Great work! I very much like the southern islands...

----------


## Steel General

Congratz!  :Very Happy:

----------


## Aenigma

That's just awesome  :Very Happy:  

And oh, yeah. I'm new here ^^ so greetings and stuff  :Wink:

----------


## ShrannBeldworf

Congrat's indeed.

----------


## AslanC

Amazing!  Love it  :Smile:

----------


## Agelessone

Beautiful work...looks like someone flew over the real thing!!

----------


## Jaelyn

Oh, I am envious.  One day...  One day I'll be able to map like that.

Outstanding job!  Great use of clean, crisp features.  It's so easy on the eyes.

----------


## EsotericForest

Every once in awhile a person will see a map, and their first thought is simply, wow.  That's what this map did for me, excellent work to say the least.

----------


## Jaxilon

I really love the shape of the landmasses in this map.
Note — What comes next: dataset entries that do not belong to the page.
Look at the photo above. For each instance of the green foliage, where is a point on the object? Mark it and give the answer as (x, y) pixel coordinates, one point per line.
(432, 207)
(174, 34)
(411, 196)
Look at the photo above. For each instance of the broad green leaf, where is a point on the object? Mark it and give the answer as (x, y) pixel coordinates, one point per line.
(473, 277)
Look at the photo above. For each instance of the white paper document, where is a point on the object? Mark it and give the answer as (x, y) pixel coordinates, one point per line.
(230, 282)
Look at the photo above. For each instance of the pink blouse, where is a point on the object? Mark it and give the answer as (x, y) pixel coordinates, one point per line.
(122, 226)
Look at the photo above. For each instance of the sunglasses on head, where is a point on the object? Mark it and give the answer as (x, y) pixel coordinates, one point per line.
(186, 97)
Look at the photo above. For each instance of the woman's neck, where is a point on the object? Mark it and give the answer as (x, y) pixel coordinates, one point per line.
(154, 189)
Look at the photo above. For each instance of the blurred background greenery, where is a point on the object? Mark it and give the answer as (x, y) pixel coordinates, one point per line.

It's also beautifully done. Very nice!

----------


## PlayinitCool

this is a great map... love the shapes and style. gratz on a beautiful piece!

----------


## Guldaroth

Great Job ! Just looking real...

----------


## Fyction

Great work!

----------


## DAFox

That Sir, is absolutely amazing. Nice work mate.

----------


## tilt

congrats lonewanderer - it is a truly great map you've made  :Smile:

----------


## LonewandererD

I just realised I didn't ever thank you guys for this award, so here is a belated thanks to the guild  :Smile:  . I really should have fleshed out this world more before binning it. It's ironic though, I had no idea what I wanted to do but was able to make this map where as now I know what I want but can't make the maps, damn fates.

-D-

----------


## Diamond

> It's ironic though, I had no idea what I wanted to do but was able to make this map where as now I know what I want but can't make the maps, damn fates.


I feel your pain.

Still, this is a damn good map.

----------


## Ander

OMG, so detailed. I'm truly in awe. Well done!

----------


## Mathayus

Wow, this is a very attractive map. Very well done! It definitely sparks a lot of sea faring adventures. This would be a very interesting place to explore.

----------